Since it is unlikely that the defendant in these kinds of cases has large pools of money available to fairly compensate the victims of the accident, attorney Fowler looks for opportunities to pursue the insurance company for additional compensation.

In this case, Fowler wrote to the insurance company on behalf of the Cardonas and offered to settle for the $30,000, if the company would pay out in a reasonable period of time.

Insurers have an obligation to do due diligence on behalf of their client and make sure the policy payout is appropriate.

However, when the drunk driver’s insurer defaulted and failed to pay out on behalf of its client in a timely fashion, Fowler advised the Cardonas to sue the driver directly for an amount that was commensurate with their injuries and the change in lifestyle the family suffered.

“There are other strategies that go along with that,” says Fowler. “But we are simply advocating for our clients to put them in the best position to get fair value for the damages they have suffered.

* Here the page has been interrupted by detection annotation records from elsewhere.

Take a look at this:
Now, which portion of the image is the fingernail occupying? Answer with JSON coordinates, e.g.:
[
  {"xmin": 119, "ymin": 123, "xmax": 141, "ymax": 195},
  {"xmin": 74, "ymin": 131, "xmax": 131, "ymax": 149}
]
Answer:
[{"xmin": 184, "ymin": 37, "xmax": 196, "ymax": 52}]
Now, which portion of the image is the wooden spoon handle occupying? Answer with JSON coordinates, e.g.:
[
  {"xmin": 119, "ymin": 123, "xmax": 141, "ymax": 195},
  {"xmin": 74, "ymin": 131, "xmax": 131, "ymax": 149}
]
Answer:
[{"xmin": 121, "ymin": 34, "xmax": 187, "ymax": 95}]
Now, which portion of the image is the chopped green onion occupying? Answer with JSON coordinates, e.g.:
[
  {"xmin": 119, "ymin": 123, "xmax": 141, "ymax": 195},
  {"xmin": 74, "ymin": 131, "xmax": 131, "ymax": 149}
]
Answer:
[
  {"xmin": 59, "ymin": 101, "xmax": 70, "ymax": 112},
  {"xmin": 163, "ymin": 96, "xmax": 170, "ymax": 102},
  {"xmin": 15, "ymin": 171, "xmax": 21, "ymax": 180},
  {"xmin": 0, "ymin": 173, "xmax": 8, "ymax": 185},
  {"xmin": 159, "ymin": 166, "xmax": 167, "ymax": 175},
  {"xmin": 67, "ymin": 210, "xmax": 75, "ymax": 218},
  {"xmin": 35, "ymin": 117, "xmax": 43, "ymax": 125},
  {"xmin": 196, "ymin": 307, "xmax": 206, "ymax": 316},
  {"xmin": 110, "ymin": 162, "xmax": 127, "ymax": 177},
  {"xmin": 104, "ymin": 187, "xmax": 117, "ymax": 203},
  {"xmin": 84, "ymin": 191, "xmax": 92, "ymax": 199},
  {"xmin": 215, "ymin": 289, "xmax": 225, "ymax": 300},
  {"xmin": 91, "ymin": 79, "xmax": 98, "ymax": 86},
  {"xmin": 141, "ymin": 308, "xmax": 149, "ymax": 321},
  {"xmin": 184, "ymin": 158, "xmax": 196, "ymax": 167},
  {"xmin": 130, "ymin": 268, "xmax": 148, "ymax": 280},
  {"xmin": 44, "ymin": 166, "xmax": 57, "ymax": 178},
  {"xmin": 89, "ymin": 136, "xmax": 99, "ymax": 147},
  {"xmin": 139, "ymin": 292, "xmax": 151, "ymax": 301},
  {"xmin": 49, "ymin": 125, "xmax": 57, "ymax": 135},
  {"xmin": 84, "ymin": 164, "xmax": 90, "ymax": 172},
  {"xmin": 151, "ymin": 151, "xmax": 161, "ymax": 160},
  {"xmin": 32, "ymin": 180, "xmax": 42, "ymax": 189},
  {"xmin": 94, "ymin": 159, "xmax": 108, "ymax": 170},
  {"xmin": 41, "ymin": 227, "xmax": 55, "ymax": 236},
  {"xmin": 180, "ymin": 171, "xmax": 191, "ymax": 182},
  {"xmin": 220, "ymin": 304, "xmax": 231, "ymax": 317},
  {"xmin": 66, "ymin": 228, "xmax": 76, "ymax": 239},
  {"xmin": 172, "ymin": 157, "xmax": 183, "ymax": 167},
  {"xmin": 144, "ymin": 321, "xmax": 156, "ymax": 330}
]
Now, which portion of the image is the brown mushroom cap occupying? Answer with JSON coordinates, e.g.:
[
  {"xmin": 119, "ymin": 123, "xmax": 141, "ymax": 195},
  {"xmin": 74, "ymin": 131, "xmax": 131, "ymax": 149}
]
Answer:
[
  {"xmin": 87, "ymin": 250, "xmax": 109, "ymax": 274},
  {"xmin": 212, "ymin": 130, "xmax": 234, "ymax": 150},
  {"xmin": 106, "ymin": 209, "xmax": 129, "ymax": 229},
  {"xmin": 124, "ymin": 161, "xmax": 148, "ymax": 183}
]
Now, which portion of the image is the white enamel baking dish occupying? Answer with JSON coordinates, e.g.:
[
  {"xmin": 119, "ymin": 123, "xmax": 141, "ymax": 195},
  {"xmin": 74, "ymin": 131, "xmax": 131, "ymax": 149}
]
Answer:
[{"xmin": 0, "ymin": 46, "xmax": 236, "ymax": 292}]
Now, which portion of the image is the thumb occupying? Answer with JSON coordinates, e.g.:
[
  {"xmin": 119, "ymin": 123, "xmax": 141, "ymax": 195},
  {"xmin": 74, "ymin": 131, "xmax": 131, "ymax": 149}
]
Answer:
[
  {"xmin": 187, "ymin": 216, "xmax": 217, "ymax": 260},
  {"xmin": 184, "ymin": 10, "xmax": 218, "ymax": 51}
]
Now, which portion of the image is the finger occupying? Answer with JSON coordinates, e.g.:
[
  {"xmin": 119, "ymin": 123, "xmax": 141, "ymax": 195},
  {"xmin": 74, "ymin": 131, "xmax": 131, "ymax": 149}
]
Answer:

The insurer could have paid out when we asked but they failed to do that.”

The firm obtained a verdict in favor of the Cardona family, and Los Angeles Superior Court (Cardona v. Cortes, Case No. MC023925) ordered that they be compensated in the amount of $20,968,903 for pain, suffering, loss of income and future medical care as required.

Under the California Insurance Code, the company has an obligation to the people they insure. The driver admitted to being drunk at trial but disputed the extent of the Cardona family injuries. He will now have to sue his insurance company to get the money.

And since the court has delivered a verdict that clearly indicates the Cardonas deserve compensation well in excess of the 15-30 policy, there is reason to believe the insurance company will ultimately foot the bill.